それには「人類の存続」が相応しい。何故ならどのような立場、どのような価値観の人にも受け入れられるからだ、と述べた上で
これって「サステイナビリティ」ってことですよね。
と言い換えました。
自分で書いておいて何ですが、この言い換えにはすこしずるいところがある。今回はその点について述べたいと思います。
「人類の存続」を本当に言い換えるなら本当は「人類のサステイナビリティ」であるべきです。そこを曖昧に「サステイナビリティ」と言っていしまうと、何が持続可能なのか、分からない表現になってしまいます。
象徴的なのが国連のSDGsで言われる「誰一人取り残さない」という言葉。これは「サステイナビリティ」の対象は全ての人だ、と宣言しているワケです。でも「サステイナビリティ」が「人類の存続」という意味ならちゃんと存続できるだけの人口が生き残れば良いのだ、という理解もできるはずです。
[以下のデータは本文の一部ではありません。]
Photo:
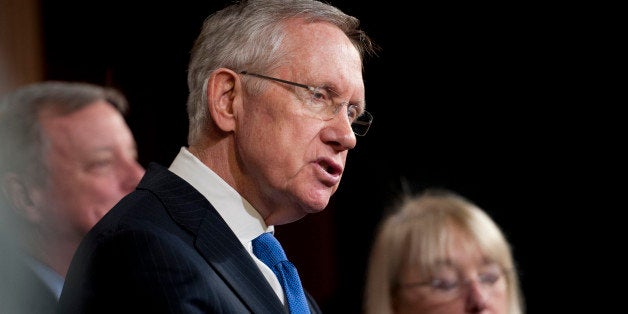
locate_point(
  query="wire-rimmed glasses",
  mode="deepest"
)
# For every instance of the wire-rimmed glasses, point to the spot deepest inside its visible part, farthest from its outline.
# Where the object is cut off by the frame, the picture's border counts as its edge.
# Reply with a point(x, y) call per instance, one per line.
point(449, 283)
point(322, 105)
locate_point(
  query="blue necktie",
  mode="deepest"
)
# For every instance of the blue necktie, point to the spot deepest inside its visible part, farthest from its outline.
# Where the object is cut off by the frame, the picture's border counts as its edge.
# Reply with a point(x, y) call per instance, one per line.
point(268, 250)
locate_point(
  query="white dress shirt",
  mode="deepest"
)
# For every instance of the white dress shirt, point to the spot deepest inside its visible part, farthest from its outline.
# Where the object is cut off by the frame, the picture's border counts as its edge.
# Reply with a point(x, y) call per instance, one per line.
point(239, 215)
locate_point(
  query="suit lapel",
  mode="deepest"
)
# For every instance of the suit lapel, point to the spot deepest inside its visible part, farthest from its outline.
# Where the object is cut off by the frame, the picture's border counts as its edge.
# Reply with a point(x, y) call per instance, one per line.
point(215, 241)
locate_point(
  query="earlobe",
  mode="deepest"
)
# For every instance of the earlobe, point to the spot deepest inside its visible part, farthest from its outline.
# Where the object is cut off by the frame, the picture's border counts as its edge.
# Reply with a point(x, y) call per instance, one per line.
point(21, 197)
point(223, 93)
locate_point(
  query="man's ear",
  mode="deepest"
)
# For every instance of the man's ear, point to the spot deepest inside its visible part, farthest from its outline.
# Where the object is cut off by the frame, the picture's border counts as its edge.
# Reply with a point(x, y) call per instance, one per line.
point(21, 195)
point(223, 94)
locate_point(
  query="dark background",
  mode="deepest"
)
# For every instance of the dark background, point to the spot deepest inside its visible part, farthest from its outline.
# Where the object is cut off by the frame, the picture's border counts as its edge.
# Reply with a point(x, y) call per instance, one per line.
point(484, 100)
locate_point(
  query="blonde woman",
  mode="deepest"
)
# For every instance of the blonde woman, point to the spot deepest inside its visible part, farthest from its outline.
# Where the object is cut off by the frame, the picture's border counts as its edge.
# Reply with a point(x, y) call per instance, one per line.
point(440, 253)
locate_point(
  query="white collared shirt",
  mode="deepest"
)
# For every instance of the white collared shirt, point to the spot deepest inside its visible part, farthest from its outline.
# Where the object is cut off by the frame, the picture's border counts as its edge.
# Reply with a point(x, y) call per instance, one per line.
point(240, 216)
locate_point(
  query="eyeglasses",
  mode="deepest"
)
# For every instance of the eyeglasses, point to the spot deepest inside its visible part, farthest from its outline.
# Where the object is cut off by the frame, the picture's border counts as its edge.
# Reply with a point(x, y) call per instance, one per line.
point(449, 283)
point(320, 103)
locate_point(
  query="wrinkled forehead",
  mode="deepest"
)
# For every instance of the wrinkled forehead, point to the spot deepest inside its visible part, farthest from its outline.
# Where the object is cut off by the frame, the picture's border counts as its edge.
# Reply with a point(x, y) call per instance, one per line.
point(321, 51)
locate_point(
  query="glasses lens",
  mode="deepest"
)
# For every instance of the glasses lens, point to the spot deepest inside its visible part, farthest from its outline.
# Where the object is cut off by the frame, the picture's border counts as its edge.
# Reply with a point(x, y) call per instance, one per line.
point(362, 124)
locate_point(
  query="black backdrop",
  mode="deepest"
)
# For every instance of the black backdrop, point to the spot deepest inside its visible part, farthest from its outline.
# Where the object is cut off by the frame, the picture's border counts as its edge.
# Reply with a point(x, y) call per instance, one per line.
point(467, 97)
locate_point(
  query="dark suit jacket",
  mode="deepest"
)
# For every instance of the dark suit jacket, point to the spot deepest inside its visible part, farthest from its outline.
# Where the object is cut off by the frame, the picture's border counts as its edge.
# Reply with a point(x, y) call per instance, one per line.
point(165, 249)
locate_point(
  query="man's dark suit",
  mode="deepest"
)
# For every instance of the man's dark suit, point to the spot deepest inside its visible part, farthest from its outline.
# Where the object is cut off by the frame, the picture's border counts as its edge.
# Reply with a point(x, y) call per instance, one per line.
point(165, 249)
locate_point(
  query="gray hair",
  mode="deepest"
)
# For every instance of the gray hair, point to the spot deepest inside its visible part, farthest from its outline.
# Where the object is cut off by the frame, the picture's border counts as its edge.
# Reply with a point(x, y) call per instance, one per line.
point(248, 35)
point(20, 130)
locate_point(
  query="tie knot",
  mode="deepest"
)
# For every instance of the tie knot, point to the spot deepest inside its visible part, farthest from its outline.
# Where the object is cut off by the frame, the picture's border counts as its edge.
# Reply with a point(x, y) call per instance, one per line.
point(268, 250)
核戦争による人類滅亡というシナリオがそれなりにリアリティを感じられた時代、1960年代から70年代にかけての時代には「人類の存続」という目標にはリアリティが感じられたのだと思います。このままでは人類は滅亡してしまうかもしれない。ならば主義主張はさておき、平和のための対話を続けなければ、と言うように国連の意義も理解し易いものだったのでしょう。
冷戦の終結とともに核の脅威は遠く感じられるものに変化し、「人類の共通目標」としての「人類の存続」も色あせた夢に見える様になりました。目標とは努力しないと達成できないものであるべきで、平和が空気のように自然に存在するになってしまえば、もはや夢とは言えなくなる。
「誰一人取り残さない」というSDGsは、その色あせた夢の替わりに出てきた「人類の共通目標」なのでしょう。これはこれで反対しにくい目標ですが、やはりどこか以前の様な切実さを感じさせない様に私には思えてしまうのです。